The chair reached across the desk. Was it possible he was going to touch her? “Pru, I’m afraid the end has come. Spence can’t teach for us anymore.”
“But he’s not teaching for you anymore. He just sits at the front of the classroom. His TAs are doing the teaching for him.”
“And that’s not fair to anyone.” Spence, the chair said—the man he’d been colleagues with for fifteen years—that man wouldn’t want to be placed beside the podium, perched there like a toad. “You can’t convince me he’d want that.”
The chair was right. If Pru had shown the old Spence what the new Spence was like, the old Spence would have been horrified. But the old Spence couldn’t see the new Spence, and when Pru told the new Spence that he should retire, the new Spence refused. Because, feeble as he was, compromised as he had become, he hadn’t lost his will. And was she going to ignore the wishes of the man she’d eaten breakfast with this morning, the man she would lie in bed with tonight, to respect a man who no longer existed? “I’m sorry,” she said. “I can’t get him to retire.”
“And you shouldn’t have to.” In her position, the chair said, he wouldn’t be able to, either. “This isn’t easy,” he said. “If it was, we’d have had this conversation months ago.”
“So you’re forcing him out?”
The chair nodded.
“Effective when?” She took out her calendar as if to write down the date, but she just left it unopened.
“The end of the semester.”
“What about his salary?”
“He’ll be paid until then.”
“And after that?”
“He’ll have his IRA.”
Pru stood up.
“And another thing. He can keep his office.”
“For how long?”
“For as long as he—for as long as you both want him to. His aide, the woman who help
s him…”
“Ginny.”
“She can bring him in whenever she’d like. Once a month, once a week, every day if she must, though I’d recommend against doing it that often.”
Pru was rifling through her bag, searching for something, she didn’t know what.
“Office space in this department,” the chair said, “I don’t have to tell you the kind of demand it’s in.”
And Pru didn’t have to tell the chair that Spence deserved it. The things he’d done for Columbia for the past thirty-plus years. He should have been allowed to keep his office in perpetuity, to pass it down to his children and grandchildren.

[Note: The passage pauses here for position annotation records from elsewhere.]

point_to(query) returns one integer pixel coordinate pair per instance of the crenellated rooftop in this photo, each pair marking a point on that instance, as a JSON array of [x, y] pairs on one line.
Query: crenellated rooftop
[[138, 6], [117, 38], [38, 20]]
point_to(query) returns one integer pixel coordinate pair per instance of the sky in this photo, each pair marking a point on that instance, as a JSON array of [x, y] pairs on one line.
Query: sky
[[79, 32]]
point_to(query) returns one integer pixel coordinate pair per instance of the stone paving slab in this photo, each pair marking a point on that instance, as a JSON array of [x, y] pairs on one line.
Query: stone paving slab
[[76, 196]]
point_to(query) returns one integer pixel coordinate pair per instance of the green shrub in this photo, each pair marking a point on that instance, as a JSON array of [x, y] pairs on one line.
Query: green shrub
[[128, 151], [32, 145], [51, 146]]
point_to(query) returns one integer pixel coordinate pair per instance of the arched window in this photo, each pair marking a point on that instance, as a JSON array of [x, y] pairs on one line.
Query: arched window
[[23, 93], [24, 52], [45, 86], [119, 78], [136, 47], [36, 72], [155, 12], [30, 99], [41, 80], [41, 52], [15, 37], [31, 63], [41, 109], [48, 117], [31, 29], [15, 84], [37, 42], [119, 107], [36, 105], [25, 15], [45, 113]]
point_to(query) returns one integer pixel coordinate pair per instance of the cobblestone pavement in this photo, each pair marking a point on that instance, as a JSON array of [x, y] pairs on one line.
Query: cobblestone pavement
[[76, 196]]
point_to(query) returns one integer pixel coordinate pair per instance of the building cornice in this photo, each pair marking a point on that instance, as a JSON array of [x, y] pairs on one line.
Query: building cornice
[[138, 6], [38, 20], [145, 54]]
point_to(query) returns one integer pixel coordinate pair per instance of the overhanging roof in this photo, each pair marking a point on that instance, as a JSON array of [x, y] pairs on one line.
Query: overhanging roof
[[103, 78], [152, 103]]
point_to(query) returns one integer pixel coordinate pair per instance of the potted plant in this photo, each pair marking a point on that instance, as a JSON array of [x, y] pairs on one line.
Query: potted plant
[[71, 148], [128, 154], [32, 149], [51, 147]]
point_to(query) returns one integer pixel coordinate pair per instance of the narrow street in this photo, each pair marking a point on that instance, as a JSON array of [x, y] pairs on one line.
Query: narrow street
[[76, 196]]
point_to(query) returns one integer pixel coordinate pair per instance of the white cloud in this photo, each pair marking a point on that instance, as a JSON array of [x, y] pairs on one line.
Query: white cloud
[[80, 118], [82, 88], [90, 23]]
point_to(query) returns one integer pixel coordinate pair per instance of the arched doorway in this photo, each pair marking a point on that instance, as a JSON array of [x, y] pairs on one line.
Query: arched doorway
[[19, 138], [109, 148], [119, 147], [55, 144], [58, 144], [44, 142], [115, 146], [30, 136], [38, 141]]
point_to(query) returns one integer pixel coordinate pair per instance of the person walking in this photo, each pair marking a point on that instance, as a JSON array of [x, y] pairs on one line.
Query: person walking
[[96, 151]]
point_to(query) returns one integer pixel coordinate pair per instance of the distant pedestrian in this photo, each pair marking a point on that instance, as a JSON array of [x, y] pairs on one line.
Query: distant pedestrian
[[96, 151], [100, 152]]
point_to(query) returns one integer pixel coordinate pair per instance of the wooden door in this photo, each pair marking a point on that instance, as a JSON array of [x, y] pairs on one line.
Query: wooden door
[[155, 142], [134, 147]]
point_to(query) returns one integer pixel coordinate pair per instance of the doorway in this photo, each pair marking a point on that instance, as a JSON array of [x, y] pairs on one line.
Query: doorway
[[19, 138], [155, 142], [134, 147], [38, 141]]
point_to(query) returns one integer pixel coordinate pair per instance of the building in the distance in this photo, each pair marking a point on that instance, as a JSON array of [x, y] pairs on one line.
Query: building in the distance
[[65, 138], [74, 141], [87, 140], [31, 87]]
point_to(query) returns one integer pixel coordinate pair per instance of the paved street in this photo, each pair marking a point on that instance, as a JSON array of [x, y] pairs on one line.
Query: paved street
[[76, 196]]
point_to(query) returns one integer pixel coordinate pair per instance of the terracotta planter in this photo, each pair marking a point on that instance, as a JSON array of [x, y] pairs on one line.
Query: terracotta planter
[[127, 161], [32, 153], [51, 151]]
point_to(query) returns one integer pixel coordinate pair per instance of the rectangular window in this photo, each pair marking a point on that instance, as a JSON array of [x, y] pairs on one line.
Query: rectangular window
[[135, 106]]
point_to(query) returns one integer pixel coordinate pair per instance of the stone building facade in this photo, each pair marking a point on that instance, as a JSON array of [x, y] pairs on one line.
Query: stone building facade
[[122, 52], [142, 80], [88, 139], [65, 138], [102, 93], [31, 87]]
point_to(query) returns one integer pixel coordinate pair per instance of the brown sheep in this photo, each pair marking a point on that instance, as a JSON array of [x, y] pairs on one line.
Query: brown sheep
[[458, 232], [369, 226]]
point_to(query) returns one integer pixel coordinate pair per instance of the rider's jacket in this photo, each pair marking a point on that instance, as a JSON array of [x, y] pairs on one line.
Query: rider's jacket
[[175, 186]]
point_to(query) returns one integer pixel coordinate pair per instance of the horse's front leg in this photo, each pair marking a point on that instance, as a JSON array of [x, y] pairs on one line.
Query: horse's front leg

Pru was halfway out the door when the chair called out. “We’ll throw him a retirement party! Big or small, however you’d like it! We want it to be something that befits the occasion!”
But there was no party that befitted the occasion, and so there wouldn’t be one.
17
“They made Spence retire,” Pru told her mother over the phone. “They tossed him out on his ear. And I’m living with a caregiver in my home. I don’t have any privacy anymore.”
“I’ll move to New York,” her mother said. “I’ll help take care of him.”
“You can’t do that.”
“Why not? What do I have keeping me here? This old house? A handful of friends, who are growing old themselves?”
Years ago, Pru had suggested her mother move to New York. That way, she could spend more time with Sarah, and when she got older, Pru and Spence could help take care of her. But she’d refused: her life was in Columbus. And if her life had been in Columbus then, how much more so now?
“The difference is, now you need me.”
That was the problem. Having her mother, at eighty-two, help take care of her husband was a reversal of the cosmic order. It was bad enough that Spence had taken over her life; she couldn’t let him take over her mother’s life, too.
“Then I’ll fly in for a week. Dad’s yahrtzeit is coming up. We’ll go to shul together.”